The Old Itch (Kit Gaynor)
Who better to tell a tale of romance and deadlines than an actor named Frank Lovejoy? (I think he was much more convincing as dusk-to-dawn columnist Randy Stone than he had been as the Blue Beetle some years earlier.)
“Sometimes the best stories a reporter gets are the ones he can’t print” is his opening line in this Night Beat episode from 1952, one sometimes listed in collections as “The Old Itch” and sometimes as “Stone’s Love Affair.” (And in the current archive.org collection, the file is misnamed “Reformer,” which is a different episode. For now, the link works.)
Somewhat reminiscent of the Spencer Tracy — Katherine Hepburn battle-of-the-sexes newspaper film “Woman of the Year,” the usually solitary Stone’s romance is with a star woman journalist. She’s a foreign correspondent who wears mink, sports “the kind of tan you get at spots like Waikiki,” drinks him under the table, and beats him to more than one story. (One he couldn’t print anyway because the source was a personal friend. Media ethicists take note.)

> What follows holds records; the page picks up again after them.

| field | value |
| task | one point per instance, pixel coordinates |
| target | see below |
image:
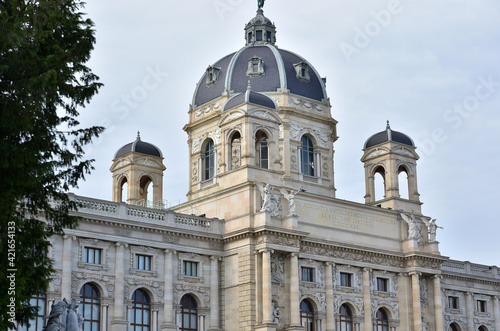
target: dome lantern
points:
(260, 30)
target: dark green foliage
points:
(44, 46)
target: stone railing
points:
(468, 268)
(193, 221)
(169, 218)
(96, 205)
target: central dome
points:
(269, 69)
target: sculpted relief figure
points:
(64, 317)
(290, 196)
(414, 229)
(432, 226)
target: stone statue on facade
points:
(432, 227)
(266, 195)
(64, 317)
(290, 196)
(414, 229)
(276, 314)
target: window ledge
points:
(191, 279)
(143, 273)
(92, 266)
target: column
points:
(367, 304)
(417, 309)
(267, 312)
(66, 267)
(168, 308)
(258, 282)
(469, 307)
(294, 290)
(330, 313)
(119, 322)
(104, 319)
(496, 312)
(438, 306)
(214, 292)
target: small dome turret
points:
(388, 135)
(139, 146)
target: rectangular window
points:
(453, 302)
(259, 35)
(307, 274)
(481, 306)
(190, 268)
(345, 279)
(92, 255)
(143, 262)
(382, 285)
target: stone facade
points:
(272, 249)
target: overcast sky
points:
(431, 68)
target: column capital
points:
(266, 250)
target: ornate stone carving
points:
(232, 116)
(122, 232)
(194, 177)
(169, 238)
(277, 268)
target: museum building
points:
(262, 243)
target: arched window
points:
(262, 150)
(189, 313)
(345, 318)
(307, 315)
(141, 311)
(123, 190)
(379, 183)
(404, 191)
(89, 307)
(235, 150)
(306, 156)
(208, 159)
(146, 189)
(382, 320)
(38, 321)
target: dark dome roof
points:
(279, 71)
(389, 135)
(251, 97)
(139, 146)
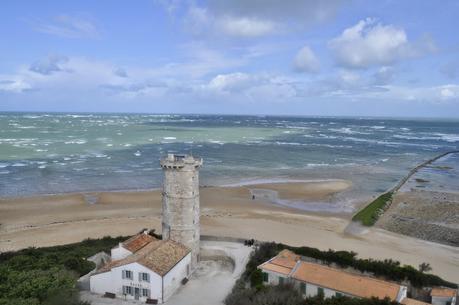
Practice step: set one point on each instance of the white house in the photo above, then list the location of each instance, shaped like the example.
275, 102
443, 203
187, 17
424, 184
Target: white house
443, 296
143, 268
312, 279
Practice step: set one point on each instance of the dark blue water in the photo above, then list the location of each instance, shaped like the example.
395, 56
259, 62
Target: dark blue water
55, 153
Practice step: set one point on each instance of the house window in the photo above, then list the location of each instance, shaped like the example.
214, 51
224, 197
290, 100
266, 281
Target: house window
265, 277
127, 274
146, 293
320, 291
144, 277
127, 290
303, 288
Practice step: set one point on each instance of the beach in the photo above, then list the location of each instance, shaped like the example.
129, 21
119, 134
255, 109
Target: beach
225, 211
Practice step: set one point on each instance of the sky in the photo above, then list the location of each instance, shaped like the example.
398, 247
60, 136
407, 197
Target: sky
289, 57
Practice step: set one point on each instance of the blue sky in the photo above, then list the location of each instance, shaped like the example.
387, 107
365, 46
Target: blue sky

“I planted myself at the Press Club bar and thought dark thoughts about Kit Gaynor. Sure I’d heard of her. She was one of those ‘first’ women, first to fly in a bomber, first in a jet, first to slip unnoticed onto a troop ship at the canal locks and go to the South Pacific. And most of all she was the first dame reporter to make a real chump out of me. I had a drink to each of her blue ribbons.”
Later, she joins him at the bar:
Stone: “How did you get in here? We got a rule about women.”
Gaynor: “I’m a newspaperman. I hold press club cards all over the world, even in Chicago.”
Stone: “I wish you were a newspaper man. I’d flatten you.”
Not only does she have stories about interviewing Tito and Churchill, she even scoops Stone and the rest of the Chicago press corps on another story while she’s out buying a steak for his dinner. That’s just before she runs into an old friend who’s a jet pilot and hops his flight to New York. Then she’s off to Europe, leaving Stone with a lighted — but not entirely unrequited — torch. As the episode comes to an end, Stone is contemplating the changes marriage might make in his career, and she’s on another plane — off to Korea, her career reminiscent of Pulitzer winner Marguerite Higgins or Margaret Bourke-White.